Guo Xuefeng, Gorodetsky Alon A, Hone James, Barton Jacqueline K, Nuckolls Colin
Department of Chemistry, Columbia University, New York 10027, USA.
Nat Nanotechnol. 2008 Mar;3(3):163-7. doi: 10.1038/nnano.2008.4. Epub 2008 Feb 10.

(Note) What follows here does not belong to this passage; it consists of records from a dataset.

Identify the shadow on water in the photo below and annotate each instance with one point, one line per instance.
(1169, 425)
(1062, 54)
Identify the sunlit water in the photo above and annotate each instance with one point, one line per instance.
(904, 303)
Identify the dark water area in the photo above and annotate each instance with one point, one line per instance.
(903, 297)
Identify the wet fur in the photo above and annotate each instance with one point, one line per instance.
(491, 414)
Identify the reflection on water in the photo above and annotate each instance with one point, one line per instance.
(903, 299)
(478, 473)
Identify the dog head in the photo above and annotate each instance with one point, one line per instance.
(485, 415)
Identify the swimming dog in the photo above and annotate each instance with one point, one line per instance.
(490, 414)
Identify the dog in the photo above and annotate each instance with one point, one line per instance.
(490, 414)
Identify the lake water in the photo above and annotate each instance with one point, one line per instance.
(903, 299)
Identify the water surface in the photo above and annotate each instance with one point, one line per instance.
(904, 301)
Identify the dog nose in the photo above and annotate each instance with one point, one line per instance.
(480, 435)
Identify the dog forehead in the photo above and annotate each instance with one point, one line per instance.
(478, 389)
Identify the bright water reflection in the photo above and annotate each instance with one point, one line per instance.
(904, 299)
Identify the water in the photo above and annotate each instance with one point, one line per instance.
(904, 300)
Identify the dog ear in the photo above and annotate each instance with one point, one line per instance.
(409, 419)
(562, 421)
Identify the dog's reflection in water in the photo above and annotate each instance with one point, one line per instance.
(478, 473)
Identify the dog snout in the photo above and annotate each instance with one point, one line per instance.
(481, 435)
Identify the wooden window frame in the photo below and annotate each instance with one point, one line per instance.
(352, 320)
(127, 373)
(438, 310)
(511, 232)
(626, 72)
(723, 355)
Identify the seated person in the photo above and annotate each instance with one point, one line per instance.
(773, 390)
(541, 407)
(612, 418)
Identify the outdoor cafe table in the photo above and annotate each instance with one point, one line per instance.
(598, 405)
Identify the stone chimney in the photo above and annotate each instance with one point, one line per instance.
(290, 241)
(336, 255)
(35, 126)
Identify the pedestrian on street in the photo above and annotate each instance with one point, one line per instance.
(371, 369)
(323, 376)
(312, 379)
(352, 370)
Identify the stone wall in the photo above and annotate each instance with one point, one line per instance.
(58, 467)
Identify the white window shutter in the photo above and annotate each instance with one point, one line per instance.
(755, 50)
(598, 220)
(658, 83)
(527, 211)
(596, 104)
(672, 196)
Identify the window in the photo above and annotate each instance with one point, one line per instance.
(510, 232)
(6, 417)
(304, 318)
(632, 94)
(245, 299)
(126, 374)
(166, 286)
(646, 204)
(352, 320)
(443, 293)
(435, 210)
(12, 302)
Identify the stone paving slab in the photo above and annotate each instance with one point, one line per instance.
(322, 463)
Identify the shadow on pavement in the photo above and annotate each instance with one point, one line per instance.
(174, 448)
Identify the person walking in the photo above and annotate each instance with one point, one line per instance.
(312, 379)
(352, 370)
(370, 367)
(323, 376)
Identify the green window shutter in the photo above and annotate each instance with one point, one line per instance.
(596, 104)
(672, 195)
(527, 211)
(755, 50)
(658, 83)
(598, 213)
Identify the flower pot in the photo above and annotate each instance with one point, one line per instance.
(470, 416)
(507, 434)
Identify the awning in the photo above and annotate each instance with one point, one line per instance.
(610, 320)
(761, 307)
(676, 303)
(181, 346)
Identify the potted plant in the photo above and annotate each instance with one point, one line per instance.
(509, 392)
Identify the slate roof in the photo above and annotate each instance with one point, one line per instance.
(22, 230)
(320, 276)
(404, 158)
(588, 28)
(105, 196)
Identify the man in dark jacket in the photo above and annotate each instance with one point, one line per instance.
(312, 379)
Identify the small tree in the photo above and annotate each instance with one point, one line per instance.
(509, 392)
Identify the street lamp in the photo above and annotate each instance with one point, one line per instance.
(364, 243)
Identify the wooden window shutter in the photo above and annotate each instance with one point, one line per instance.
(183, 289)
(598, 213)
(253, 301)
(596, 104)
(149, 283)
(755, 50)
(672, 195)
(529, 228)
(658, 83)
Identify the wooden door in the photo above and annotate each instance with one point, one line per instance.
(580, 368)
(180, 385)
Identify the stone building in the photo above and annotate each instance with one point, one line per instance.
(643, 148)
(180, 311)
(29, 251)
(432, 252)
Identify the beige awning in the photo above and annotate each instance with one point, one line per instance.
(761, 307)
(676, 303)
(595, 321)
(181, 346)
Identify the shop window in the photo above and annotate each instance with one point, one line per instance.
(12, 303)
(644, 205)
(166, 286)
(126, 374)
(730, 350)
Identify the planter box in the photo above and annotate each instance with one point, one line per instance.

We describe a general method to integrate DNA strands between single-walled carbon nanotube electrodes and to measure their electrical properties. We modified DNA sequences with amines on either the 5' terminus or both the 3' and 5' termini and coupled these to the single-walled carbon nanotube electrodes through amide linkages, enabling the electrical properties of complementary and mismatched strands to be measured. Well-matched duplex DNA in the gap between the electrodes exhibits a resistance on the order of 1 M(Omega). A single GT or CA mismatch in a DNA 15-mer increases the resistance of the duplex approximately 300-fold relative to a well-matched one. Certain DNA sequences oriented within this gap are substrates for Alu I, a blunt end restriction enzyme. This enzyme cuts the DNA and eliminates the conductive path, supporting the supposition that the DNA is in its native conformation when bridging the ends of the single-walled carbon nanotubes.
我们描述了一种将DNA链整合到单壁碳纳米管电极之间并测量其电学性质的通用方法。我们在DNA序列的5'末端或3'和5'末端都用胺进行了修饰,并通过酰胺键将这些序列连接到单壁碳纳米管电极上,从而能够测量互补链和错配链的电学性质。电极之间间隙中匹配良好的双链DNA表现出约1 MΩ的电阻。在15聚体DNA中单个GT或CA错配会使双链体的电阻相对于匹配良好的双链体增加约300倍。在此间隙内定向的某些DNA序列是平端限制酶Alu I的底物。这种酶切割DNA并消除导电路径,支持了DNA在桥接单壁碳纳米管末端时处于天然构象的假设。